Hybrid Scheduling in Heterogeneous Half- and Full-Duplex Wireless Networks

Abstract

Full-duplex (FD) wireless is an attractive communication paradigm with high potential for improving network capacity and reducing delay in wireless networks. Despite significant progress on the physical layer development, the challenges associated with developing medium access control (MAC) protocols for heterogeneous networks composed of both legacy half-duplex (HD) and emerging FD devices have not been fully addressed. Therefore, we focus on the design and performance evaluation of scheduling algorithms for infrastructure-based heterogeneous HD-FD networks (composed of HD and FD users). We first show that centralized Greedy Maximal Scheduling (GMS) is throughput-optimal in heterogeneous HD-FD networks. We propose the Hybrid-GMS (H-GMS) algorithm, a distributed implementation of GMS that combines GMS and a queue-based random-access mechanism. We prove that H-GMS is throughput-optimal. Moreover, we analyze the delay performance of H-GMS by deriving lower bounds on the average queue length.
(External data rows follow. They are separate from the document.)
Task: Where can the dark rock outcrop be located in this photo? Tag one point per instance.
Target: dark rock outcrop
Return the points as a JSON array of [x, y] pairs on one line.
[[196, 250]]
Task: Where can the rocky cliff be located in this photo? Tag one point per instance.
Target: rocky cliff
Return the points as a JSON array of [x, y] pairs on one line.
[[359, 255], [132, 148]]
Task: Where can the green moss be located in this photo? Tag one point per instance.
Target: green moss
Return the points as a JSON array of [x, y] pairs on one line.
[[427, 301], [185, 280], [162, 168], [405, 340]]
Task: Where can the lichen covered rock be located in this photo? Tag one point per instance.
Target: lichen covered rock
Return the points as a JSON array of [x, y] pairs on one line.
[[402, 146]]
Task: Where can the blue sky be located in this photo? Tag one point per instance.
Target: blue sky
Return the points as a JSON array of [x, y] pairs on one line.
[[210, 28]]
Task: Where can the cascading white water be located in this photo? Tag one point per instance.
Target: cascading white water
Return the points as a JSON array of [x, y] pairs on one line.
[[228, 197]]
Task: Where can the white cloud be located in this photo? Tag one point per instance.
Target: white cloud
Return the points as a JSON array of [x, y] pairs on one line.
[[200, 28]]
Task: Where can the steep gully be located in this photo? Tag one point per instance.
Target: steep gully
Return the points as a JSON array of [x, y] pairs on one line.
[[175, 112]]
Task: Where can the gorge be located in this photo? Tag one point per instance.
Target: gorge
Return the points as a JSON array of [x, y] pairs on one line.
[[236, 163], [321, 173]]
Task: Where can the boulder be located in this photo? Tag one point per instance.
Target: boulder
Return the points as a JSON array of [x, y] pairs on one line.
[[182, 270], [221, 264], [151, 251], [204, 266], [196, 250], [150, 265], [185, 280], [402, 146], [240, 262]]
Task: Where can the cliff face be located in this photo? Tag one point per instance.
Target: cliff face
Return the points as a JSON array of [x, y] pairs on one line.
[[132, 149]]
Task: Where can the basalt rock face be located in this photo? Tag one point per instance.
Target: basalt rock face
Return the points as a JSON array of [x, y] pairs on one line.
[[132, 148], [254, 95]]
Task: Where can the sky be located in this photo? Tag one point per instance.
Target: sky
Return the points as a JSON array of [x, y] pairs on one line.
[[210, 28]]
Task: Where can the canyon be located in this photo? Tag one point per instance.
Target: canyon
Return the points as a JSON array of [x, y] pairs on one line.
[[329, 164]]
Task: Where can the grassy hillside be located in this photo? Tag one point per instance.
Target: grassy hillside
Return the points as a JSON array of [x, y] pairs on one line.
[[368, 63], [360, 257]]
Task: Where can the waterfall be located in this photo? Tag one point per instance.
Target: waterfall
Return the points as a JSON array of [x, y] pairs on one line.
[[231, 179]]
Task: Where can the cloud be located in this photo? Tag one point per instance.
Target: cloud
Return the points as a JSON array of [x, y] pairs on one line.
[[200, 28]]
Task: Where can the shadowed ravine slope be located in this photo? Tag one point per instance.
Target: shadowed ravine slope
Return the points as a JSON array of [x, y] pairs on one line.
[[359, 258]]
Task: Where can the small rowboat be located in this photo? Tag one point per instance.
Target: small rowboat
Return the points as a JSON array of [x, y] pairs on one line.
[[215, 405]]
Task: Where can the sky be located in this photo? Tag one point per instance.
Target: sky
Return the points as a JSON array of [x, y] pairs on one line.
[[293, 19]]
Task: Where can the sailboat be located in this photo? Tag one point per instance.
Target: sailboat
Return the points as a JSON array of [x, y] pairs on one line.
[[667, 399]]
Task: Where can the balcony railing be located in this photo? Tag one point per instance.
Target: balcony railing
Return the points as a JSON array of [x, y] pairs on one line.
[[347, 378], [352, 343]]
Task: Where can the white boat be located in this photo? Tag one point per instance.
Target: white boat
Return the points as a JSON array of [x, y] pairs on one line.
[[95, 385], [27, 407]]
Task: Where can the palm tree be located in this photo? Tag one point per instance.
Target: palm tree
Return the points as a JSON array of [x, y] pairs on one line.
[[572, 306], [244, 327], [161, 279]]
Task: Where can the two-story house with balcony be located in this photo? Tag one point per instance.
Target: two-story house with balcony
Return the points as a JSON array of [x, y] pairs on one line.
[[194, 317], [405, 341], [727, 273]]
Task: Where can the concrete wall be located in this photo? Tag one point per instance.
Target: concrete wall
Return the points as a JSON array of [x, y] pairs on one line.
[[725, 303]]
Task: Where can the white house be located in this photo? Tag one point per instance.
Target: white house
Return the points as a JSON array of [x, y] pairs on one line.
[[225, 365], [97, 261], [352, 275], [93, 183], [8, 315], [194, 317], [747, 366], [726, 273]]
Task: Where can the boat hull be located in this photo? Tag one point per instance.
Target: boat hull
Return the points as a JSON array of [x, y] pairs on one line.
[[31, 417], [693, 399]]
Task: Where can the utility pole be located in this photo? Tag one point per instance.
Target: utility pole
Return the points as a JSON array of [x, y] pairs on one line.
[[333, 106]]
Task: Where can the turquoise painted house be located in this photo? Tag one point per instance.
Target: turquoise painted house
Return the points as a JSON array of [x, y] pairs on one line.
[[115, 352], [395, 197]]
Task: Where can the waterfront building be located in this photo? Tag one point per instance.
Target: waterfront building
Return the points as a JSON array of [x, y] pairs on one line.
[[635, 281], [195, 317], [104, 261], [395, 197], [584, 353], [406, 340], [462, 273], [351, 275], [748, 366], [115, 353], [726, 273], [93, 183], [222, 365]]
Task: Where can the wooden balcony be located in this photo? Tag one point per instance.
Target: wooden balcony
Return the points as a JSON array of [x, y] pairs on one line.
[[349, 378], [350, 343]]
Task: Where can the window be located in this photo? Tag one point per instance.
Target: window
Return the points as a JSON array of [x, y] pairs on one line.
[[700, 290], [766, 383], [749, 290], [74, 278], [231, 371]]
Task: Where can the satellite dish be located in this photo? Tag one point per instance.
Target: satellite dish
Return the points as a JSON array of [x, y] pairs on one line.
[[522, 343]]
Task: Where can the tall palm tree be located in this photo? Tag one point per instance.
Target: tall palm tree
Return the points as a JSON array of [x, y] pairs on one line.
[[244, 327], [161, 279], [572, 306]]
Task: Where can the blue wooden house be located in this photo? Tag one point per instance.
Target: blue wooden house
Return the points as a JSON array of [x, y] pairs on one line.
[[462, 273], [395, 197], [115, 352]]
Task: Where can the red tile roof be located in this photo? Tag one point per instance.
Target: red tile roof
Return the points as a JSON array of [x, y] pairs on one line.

We further demonstrate the benefits of upgrading HD nodes to FD nodes in terms of throughput gains for individual nodes and the whole network. Finally, we evaluate the performance of H-GMS and its variants in terms of throughput, delay, and fairness between FD and HD users via extensive simulations. We show that in heterogeneous HD-FD networks, H-GMS achieves 16-30x better delay performance and improves fairness between HD and FD users by up to 50% compared with the fully decentralized Q-CSMA algorithm.